Pascal BRAULT, Directeur de recherche au CNRS

Je suis chercheur dans un laboratoire d'université d'Orléans associé au CNRS et Directeur de recherche au CNRS. Il s'agit d'un des premiers mariages entre universités et établissements, conformément à ce qu'a souhaité le législateur.

Je vous présenterai un projet d'élaboration, par procédés plasmas, de piles à combustibles en couche mince.

L'objectif de ce projet consiste à diminuer les coûts de fabrication de ces piles extrêmement prometteuses comme source d'énergie électrique, qui pourraient contribuer à la réduction des émissions de gaz à effet de serre.

Nous avons mené ce projet en partenariat avec deux laboratoires, à Montpellier et à Orléans, une collectivité locale, l'agglomération du Drouet, et une PME industrielle, MHS-équipement.

L'enjeu consiste à innover à la fois scientifiquement et techniquement sur la fabrication de ces piles.

(1) Objectifs scientifiques et technologiques

En ce qui concerne la fabrication et l'utilisation des piles à combustibles, il existe encore d'énormes verrous. Pour élaborer ces piles, il faut concevoir, construire et valider les réacteurs plasmas dédiés à la fabrication de ces coeurs de pile. Il convient également réaliser les coeurs de piles, avant de les intégrer dans un certain nombre d'objets.

Nous nous intéressons à des applications pouvant aller jusqu'à quelques centaines de watts, voire plus, en vue de l'intégration de ces piles à des dispositifs dits « portatifs », comme les téléphones portables, les ordinateurs, etc. Elles pourraient également avoir des utilisations domestiques.

(2) Le montage du projet

Mener un projet commun, dans lequel tous les partenaires sont à égalité et apprennent le langage de l'autre, s'est avéré être une démarche innovante, à la fois pour les chercheurs, la PME ou l'agglomération.

Ce projet a été soutenu par l'Europe et l'Etat. Nous avons également reçu les encouragements de la région Centre, de l'agglomération de Dreux, du Conseil général d'Eure-et-Loir ainsi que du groupe industriel.

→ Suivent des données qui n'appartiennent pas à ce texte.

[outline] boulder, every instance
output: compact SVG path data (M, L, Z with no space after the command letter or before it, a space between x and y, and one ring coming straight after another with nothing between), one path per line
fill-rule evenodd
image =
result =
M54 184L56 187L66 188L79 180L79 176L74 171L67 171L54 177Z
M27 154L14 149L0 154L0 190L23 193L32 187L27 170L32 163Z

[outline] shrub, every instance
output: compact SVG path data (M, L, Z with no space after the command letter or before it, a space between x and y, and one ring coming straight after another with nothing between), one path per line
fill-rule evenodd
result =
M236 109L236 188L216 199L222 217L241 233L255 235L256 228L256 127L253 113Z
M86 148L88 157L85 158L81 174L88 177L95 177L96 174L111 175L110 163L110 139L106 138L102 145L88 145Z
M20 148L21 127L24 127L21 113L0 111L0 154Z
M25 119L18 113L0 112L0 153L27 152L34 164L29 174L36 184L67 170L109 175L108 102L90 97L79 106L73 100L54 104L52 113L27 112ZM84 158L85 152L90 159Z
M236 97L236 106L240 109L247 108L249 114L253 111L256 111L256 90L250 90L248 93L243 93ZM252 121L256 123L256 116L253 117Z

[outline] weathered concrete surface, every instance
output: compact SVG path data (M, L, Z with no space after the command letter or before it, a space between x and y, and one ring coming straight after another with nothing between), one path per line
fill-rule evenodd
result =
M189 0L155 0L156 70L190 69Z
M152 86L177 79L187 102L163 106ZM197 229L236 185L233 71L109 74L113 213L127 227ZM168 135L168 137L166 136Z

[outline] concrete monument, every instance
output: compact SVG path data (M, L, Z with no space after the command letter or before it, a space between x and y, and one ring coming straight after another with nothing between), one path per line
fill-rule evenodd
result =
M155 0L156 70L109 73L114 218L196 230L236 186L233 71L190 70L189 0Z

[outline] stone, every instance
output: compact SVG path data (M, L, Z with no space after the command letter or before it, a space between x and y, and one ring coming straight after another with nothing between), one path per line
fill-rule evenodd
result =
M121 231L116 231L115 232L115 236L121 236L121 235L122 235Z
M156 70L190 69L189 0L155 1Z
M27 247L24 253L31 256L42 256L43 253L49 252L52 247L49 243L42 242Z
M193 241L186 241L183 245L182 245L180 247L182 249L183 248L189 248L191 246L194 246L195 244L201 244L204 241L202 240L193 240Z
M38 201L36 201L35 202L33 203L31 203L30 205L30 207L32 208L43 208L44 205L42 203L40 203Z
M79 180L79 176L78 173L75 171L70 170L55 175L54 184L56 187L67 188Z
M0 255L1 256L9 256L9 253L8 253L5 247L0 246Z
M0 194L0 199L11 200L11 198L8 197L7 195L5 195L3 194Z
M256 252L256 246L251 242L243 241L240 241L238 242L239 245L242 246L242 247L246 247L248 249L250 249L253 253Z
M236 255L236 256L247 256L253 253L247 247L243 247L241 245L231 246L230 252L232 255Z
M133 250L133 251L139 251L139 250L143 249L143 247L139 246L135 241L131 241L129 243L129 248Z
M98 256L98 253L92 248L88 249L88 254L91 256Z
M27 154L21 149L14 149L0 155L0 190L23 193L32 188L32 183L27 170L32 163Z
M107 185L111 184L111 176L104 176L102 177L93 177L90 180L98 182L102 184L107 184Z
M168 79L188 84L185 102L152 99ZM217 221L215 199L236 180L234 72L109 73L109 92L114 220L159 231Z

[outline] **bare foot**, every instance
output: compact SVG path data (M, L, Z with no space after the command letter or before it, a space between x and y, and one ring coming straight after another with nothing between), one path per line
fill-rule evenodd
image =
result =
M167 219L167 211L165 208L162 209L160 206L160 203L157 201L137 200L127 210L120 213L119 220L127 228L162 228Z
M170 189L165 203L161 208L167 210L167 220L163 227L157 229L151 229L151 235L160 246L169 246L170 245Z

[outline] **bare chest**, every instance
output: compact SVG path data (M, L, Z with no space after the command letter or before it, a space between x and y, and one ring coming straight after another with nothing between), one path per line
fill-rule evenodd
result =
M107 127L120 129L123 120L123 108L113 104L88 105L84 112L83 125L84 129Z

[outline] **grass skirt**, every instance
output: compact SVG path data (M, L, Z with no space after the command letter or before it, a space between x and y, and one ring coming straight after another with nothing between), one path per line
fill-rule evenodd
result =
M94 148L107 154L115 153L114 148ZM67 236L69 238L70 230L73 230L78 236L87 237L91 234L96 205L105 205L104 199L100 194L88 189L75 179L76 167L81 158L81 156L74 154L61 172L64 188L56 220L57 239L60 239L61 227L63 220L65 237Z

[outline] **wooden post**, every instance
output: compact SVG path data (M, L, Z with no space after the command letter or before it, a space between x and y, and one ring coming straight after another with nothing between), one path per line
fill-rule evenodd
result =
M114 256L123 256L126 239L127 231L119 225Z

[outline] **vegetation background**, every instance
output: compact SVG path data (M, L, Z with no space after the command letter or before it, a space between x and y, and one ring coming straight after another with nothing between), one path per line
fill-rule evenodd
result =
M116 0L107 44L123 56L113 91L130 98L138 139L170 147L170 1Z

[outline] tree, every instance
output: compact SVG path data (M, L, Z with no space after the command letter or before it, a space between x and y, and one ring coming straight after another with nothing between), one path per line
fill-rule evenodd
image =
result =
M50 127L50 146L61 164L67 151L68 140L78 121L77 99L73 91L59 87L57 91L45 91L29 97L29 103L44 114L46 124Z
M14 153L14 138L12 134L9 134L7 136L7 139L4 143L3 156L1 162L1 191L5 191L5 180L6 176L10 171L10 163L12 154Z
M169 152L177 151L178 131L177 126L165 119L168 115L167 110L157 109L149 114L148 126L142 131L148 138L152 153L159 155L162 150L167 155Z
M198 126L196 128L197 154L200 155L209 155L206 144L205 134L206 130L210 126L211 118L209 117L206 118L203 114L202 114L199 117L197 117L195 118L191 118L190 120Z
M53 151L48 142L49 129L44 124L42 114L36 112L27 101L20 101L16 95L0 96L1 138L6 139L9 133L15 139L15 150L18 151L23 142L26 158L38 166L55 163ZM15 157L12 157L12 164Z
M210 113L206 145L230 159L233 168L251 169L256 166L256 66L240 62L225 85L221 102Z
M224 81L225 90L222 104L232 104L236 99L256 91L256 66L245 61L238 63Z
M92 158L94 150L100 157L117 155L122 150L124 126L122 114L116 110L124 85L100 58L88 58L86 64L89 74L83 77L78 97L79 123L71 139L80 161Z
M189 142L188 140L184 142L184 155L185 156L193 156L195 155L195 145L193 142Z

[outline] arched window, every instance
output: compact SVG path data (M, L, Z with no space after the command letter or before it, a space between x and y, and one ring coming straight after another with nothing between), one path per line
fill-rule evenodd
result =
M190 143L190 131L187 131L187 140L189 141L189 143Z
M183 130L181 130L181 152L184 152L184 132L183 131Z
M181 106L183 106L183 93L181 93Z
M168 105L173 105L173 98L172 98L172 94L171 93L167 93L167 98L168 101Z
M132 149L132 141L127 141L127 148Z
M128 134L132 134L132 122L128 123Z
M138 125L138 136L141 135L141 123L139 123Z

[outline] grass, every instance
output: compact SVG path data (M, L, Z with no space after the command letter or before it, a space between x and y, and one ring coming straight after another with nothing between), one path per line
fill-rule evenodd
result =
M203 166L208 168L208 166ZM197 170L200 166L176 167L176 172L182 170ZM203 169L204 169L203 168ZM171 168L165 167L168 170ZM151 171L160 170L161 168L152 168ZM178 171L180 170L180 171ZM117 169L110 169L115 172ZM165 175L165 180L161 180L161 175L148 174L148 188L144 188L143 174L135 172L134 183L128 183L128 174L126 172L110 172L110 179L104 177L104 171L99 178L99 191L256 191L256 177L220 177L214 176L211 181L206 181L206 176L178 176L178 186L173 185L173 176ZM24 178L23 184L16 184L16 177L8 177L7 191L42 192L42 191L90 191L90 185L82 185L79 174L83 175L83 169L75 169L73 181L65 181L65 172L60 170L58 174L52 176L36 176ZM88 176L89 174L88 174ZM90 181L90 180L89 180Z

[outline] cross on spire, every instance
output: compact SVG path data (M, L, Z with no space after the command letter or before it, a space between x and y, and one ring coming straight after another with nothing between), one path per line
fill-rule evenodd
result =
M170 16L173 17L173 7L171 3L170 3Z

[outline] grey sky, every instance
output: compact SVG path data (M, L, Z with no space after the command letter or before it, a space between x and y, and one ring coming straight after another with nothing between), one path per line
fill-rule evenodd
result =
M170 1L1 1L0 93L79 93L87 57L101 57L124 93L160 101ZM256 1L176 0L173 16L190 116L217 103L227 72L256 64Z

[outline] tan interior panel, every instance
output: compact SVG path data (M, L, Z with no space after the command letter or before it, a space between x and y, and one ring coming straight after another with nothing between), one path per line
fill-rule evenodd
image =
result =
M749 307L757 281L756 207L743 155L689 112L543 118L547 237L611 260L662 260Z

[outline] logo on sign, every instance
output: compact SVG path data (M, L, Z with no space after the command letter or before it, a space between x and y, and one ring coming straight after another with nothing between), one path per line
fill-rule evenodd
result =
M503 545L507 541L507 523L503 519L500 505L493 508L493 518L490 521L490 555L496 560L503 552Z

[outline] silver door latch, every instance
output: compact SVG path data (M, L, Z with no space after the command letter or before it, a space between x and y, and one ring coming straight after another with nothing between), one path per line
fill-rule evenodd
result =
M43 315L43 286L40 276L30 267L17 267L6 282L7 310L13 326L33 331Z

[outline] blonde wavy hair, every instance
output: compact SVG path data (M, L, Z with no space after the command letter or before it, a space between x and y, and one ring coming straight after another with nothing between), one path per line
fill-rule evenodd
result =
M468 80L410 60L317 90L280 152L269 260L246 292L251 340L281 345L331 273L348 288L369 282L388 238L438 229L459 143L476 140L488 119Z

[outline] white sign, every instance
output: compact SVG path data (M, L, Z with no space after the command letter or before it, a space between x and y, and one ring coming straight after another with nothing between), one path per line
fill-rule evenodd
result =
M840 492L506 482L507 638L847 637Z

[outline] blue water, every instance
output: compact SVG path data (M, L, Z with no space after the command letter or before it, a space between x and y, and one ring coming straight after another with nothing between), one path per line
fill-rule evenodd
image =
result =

Nous avons obtenu un montant relativement élevé pour un travail de recherche de trois ans.

(3) Pourquoi Dreux ?

Suite aux problèmes rencontrés par la population locale, en raison de délocalisations d'entreprises très importantes, notre projet a bénéficié d'un plan de redynamisation. A cette occasion, l'agglomération de Dreux a également créé un outil de développement, qu'elle a appelé MIT Dreux Innovation, à travers lequel nous pouvons échanger sur ce projet pilote.

(4) Enjeux stratégiques

L'attractivité économique constitue le premier des enjeux, puisqu'il s'agit de résoudre des problèmes de production d'énergie propre. Ce projet nous a permis de recruter des personnels compétents et, partant, de donner des débouchés à des doctorants.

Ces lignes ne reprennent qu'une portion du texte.